An opportunity to see the human side

Traveling Africa with Nick Kristof transforms Mitch Smith’s perspective on life and journalism

Posted On July - 27 - 2010

By MITCH SMITH

Mitch Smith is a journalism major who will begin his second year at UNL in August. Originally from Overland Park, Kan., Smith was the winner of Pulitzer Prize-winning New York Times columnist Nicholas Kristof’s annual Win-A-Trip contest. Smith, who had never left the United States before, was selected from nearly 900 applicants based on his entry essay.

Smith spent 12 days reporting with Kristof in four African countries in May, covering issues ranging from conservation to maternal health to education. While in Africa, he filed a daily blog post for the Times. You can read his entries at http://kristof.blogs.nytimes.com/author/mitch-smith/.

Mitch with new-found friends at a mud-hole on Republic of Congo’s Highway No. 1. The truck behind them had been stuck for the last month.

When I was checking in for my flight to Libreville, Gabon, the ticket agent politely asked one of my traveling companions, “Where the hell is that?”

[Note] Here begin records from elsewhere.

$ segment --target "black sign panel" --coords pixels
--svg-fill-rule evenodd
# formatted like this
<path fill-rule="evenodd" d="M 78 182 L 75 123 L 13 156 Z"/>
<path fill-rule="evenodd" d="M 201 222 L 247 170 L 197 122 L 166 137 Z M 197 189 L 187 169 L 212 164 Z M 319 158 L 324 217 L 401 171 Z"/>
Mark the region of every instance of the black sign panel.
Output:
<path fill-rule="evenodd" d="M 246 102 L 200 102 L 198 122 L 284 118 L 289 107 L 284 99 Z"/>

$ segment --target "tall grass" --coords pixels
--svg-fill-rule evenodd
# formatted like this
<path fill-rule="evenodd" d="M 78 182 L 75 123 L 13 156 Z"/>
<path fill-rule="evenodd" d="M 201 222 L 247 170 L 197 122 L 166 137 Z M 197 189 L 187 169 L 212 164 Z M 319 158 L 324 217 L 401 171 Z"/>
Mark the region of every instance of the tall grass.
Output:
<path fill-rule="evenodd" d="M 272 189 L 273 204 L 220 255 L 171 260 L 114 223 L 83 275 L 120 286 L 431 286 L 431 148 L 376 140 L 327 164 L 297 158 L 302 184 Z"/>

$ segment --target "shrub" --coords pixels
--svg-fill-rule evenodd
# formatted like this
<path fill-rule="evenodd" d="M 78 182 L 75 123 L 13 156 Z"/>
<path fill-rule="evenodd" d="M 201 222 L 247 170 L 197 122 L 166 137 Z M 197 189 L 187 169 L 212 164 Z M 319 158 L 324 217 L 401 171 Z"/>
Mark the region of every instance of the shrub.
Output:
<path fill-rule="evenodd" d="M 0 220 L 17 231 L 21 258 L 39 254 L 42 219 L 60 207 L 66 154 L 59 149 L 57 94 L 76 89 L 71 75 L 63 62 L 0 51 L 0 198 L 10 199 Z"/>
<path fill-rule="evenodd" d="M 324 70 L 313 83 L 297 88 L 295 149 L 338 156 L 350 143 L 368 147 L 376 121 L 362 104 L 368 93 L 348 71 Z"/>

There I was, totally out of my league, standing in the middle of one of the world’s busiest airports, and the person giving me my boarding pass didn’t have a clue where I was going.

If you, like the geographically challenged airline employee, aren’t familiar with Gabon, don’t feel too bad. It’s a relatively wealthy West African nation slightly larger than Nebraska in area but a little smaller in population.  It gained modest notoriety as a host site for Survivor and received some coverage for setting more than 10 percent of its land aside as national parks.

But aside from a few old National Geographic articles, the CIA World Factbook and clips from that ridiculous CBS reality show, I really didn’t know much more about where I was going than that ticket agent did.

I was born in Omaha, grew up outside Kansas City and returned to Nebraska for college.  Driving through the Midwest, I have paid an admission fee to see a five-legged cow, marveled at a cliff with five presidents’ faces carved on the side and spent hours wondering why I have to go through Missouri and Iowa to get to Lincoln when my home state of Kansas borders Nebraska in the first place.

But spending 12 days traveling overland from Libreville through the Republic of the Congo and into the Democratic Republic of the Congo put the five-legged cow and the rest of my Midwestern roadside adventures to shame.

In Africa, I saw camps of the purportedly dangerous “Ninja” rebels who were unarmed and underfed. I encountered six-foot-deep muddy gorges on Congo’s National Highway No. 1 that had ensnared some trucks for more than a month.

And, perhaps most poignantly, I watched a pair of teenagers in a remote village tell me of how they dreamed of attending college and of the hunger that gnawed at their bodies. Their story made my heart sink when I walked into the Selleck dining hall on the first day of my summer class, making me wonder why I had access to a university education and a buffet of endless food when those two teens struggled for both.

Because I had never left the United States before, much of my experience seemed surreal at the time. Things that would be illegal (14-year-olds having children with adults) or unthinkable (a swarm of bats flying out of the roof of a hospital) back home coexisted alongside cell phones and friendly locals. Some parts of Africa were uncomfortably foreign, but always nearby were things that felt not unlike Lincoln or Kansas City.

It was that human side of Africa that transformed my perspective on the world and on my life. I hope to use that fresh outlook to my advantage as I return to my comparatively tame life in the States. But even more, I think this trip transformed the way I look at a story and at journalism.

For years, I had wanted an opportunity to practice “real” journalism and to cover global issues for a wide audience. I was frustrated with the seeming insignificance of things like the investigative project I wrote for my high school newspaper about crosswalks.

This summer, I got the chance to cover those big-picture issues. I learned what I do well, what I need to work on and what it’s like to have my work read by thousands of discerning eyes while writing on tight deadlines and no sleep.

Now I can come back to school and work on making those improvements and finishing my degree. But I feel I do so as a much different person than I was when that ticket agent asked just where we were going.

My ideas about what is important in this world and what journalism can accomplish have changed, and I know that will help dictate where I go from here.

And, hey, if nothing else, I now know where Libreville is in case any other curious airline employees inquire.